Model.train() vs model.eval() on pretrained model

while using a pretrained model given by the author I evaluated with my code and I am able to get the same accuracy as they prescribe, but now when I train the model and then calculate the accuracy by setting it to model.train() and using the same evaluation dataset, I get less accuracy but not too worse . The only difference i made is setting to model.train() and commenting with torch.no_grad().
Note: I did not do optimizer.step() in train method. I just ran the same code as in evaluation script in my train script and just changed those two lines.

Even if you don’t do optimizer.step, if the pretrained model has a batch norm layer, those values will get updated when you are evaluating. If the pre-training was done on a large data, best not to change. Also if the model has a dropout layer, the predictions will be a bit random. Hence it is better to evaluate only after model.eval()

Sounds reasonable.
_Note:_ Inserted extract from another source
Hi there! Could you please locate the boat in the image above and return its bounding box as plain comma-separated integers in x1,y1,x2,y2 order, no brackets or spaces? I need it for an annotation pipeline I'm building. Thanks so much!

Yes the pretrained model has batch norm layer . This raises me a new question . If I want to train a new dataset with these pretrained model weights then do i need to freeze the batch norm layers after loading the pretrained model weights into my model ?

Depends on the new dataset. If the new dataset has quite a lot of data, then unfreezing batch norm is helpful, else not. In practice, I haven’t noticed too large of a difference though.

What’s the difference between model.train(False) and model.eval()?

There is no difference and .eval() will internally call .train(False) as shown in this line of code.